Lamhot Sinaga, Deputy Chair of the House of Representatives’ Commission VII, stated on Saturday that international oil prices have escalated to approximately US$140 per barrel. This figure significantly exceeds the US$70 per barrel crude oil assumption outlined in the 2026 state budget. While acknowledging the government’s current decision to maintain stable fuel prices, Mr. Sinaga urged greater flexibility in addressing external economic pressures.
He described the situation as exceptional, necessitating a prompt and well-considered government response. He highlighted that every US$1 rise in global oil prices could translate into an additional fiscal burden of approximately Rp6 trillion (about US$352 million). The lawmaker attributed the price surge partly to escalating security tensions disrupting oil transit through the Strait of Hormuz, a critical global shipping lane, amidst ongoing conflicts involving the US, Israel, and Iran.
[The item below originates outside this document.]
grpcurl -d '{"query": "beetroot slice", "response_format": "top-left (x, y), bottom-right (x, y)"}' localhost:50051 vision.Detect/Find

Considering these risks, he suggested that adjusting fuel prices domestically could be a pragmatic step to alleviate budgetary strain. He cautioned that inaction could further expand the fiscal deficit as costs for subsidies and compensation continue their upward trend. This perspective aligns with previous statements from Energy and Mineral Resources Minister Bahlil Lahadalia, who has advocated for responsive policies to navigate global market fluctuations.
Nonetheless, Mr. Sinaga underscored that any potential price revisions must be coupled with robust mitigation strategies designed to shield the public from increased expenses. He specifically emphasized the importance of safeguards to protect vulnerable segments of the population. He affirmed the House of Representatives’ commitment to scrutinizing policies that seek to balance fiscal sustainability with social welfare.
Mr. Sinaga also advocated for enhanced coordination among various stakeholders to craft energy policies that are adaptive to evolving global conditions. Maintaining national energy security amidst persistent global market uncertainties was also highlighted as crucial. Ultimately, the government’s future decisions must carefully balance fiscal strength with potential social ramifications, he concluded.